Did I miss anything?


Turn Coordinators

The truth will set you free, but first it will piss you off.

The truth is that we’ve made a costly mistake. Whoever coined the name “turn signals” is gonna have to correct millions of driving instruction manuals. That’s bound to piss someone off, except for maybe Amazon.com.

You see, that pole on the steering column isn’t at all intended to convey an intention. After years of fastidious observation, I’ve determined that it’s a turn coordinator, not a turn signal.

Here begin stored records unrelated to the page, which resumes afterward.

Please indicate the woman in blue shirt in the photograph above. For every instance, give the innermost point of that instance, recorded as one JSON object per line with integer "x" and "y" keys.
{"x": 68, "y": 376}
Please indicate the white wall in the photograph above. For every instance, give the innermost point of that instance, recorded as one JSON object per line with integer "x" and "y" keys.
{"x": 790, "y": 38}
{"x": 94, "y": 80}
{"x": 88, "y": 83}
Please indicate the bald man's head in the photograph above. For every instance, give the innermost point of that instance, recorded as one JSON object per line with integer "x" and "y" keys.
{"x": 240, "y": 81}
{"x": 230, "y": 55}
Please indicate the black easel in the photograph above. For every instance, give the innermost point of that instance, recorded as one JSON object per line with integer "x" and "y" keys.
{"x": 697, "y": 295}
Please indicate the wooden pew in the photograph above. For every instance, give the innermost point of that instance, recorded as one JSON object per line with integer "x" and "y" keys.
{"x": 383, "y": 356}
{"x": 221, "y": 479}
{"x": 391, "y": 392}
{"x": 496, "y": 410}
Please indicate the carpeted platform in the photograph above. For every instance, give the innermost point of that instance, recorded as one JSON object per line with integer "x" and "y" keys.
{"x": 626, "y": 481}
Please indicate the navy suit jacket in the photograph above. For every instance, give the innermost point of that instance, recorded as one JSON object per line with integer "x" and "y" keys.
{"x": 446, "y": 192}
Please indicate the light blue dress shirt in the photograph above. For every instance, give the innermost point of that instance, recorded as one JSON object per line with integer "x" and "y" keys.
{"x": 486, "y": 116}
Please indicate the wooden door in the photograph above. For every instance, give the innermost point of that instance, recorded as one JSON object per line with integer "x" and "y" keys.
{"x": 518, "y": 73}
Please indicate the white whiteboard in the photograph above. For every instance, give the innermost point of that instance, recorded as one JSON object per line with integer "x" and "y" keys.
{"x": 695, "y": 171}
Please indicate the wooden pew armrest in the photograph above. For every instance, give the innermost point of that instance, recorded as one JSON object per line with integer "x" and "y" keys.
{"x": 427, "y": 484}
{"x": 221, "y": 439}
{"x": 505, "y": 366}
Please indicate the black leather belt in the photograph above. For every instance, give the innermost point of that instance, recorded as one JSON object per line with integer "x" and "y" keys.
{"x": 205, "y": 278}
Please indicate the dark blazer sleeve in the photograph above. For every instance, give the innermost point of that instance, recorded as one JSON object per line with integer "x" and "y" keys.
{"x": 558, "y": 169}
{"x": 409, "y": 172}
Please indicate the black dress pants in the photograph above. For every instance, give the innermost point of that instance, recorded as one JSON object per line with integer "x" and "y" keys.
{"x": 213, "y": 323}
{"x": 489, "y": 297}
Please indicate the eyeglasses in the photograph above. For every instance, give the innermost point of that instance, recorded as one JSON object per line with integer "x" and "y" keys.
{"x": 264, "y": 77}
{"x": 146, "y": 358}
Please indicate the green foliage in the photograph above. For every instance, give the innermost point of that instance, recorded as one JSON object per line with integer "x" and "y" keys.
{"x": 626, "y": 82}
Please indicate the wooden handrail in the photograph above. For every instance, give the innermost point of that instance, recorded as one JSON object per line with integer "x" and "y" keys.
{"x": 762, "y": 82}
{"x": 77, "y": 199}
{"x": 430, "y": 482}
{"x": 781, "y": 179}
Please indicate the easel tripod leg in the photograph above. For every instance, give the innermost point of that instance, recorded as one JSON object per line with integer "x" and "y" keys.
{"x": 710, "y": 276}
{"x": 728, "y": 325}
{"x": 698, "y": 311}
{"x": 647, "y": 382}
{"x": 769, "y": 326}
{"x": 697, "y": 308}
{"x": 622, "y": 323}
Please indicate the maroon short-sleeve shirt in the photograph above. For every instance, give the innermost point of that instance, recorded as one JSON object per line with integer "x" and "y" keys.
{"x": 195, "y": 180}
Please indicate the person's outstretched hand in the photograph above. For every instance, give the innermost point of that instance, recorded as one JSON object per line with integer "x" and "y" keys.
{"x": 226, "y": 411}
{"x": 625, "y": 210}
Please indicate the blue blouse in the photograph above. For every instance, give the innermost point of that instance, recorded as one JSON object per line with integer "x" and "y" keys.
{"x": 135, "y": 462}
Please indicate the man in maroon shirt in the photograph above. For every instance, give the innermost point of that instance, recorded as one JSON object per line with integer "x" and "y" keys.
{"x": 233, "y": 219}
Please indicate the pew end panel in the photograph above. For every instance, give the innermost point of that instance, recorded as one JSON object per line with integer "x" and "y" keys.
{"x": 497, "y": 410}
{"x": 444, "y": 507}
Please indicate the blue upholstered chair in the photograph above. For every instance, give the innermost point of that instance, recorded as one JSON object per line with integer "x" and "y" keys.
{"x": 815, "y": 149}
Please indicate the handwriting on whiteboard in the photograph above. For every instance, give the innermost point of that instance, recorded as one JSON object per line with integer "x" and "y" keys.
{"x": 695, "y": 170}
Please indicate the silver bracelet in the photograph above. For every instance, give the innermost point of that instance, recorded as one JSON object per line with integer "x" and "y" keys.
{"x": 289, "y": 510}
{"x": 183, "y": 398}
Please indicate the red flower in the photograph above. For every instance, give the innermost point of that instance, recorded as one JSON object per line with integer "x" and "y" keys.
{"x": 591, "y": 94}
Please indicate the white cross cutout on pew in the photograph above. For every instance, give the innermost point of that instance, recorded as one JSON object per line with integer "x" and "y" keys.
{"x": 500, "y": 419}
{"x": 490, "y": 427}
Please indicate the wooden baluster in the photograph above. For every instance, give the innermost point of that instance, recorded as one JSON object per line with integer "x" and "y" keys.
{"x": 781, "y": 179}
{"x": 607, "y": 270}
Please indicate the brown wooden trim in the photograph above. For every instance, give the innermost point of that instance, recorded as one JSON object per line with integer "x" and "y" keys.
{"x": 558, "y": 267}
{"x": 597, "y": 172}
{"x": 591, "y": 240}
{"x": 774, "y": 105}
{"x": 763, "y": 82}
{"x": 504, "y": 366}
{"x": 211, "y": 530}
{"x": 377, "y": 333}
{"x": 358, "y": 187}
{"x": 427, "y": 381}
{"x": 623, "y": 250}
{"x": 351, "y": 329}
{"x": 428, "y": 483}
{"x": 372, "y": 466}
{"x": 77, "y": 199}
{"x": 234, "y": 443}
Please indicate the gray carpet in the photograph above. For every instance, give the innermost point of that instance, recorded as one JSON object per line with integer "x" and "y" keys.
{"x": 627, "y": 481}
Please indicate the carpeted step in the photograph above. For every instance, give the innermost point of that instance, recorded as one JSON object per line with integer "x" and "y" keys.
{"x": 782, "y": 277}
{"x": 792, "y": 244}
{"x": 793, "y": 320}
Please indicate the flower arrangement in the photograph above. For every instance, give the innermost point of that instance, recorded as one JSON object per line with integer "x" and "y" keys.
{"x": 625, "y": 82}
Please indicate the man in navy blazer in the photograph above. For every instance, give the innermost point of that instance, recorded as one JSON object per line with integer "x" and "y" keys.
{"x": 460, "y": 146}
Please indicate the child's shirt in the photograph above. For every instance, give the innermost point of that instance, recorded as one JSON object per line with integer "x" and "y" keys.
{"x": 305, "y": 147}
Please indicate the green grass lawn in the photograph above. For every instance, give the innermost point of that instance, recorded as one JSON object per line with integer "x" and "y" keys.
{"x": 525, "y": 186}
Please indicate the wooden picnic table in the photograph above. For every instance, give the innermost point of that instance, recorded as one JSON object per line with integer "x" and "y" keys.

Next time you slam on the brakes as someone pulls a surprise Louie, note the sequence of events. You’ll see the brake lights illuminate, followed by a sharp entry into the turn. At that point, you’ll want to start paying close attention. If Ganymede is at least three days into its orbital cycle and other astrological conditions are favorable, you might be lucky enough to spot the elusive blinking light. If you’re fortunate enough to see one, it’ll begin about halfway through the turn. Oh, and buy a lottery ticket because Lady Luck is your BAE.

Most people don’t know this, but a turn coordinator serves to help guide the vehicle around corners. It’s complicated physics, but putting down the cell phone and reaching for the turn coordination handle shifts the car’s center of gravity, thereby easing the burden on the tires and suspension. I’m pretty sure you can thank the space program for this technology breakthrough.

The more you know.


words to live by


I’m reluctant to take one of those Ancestry.com DNA tests. Seems like it’ll be much harder to get away with murder.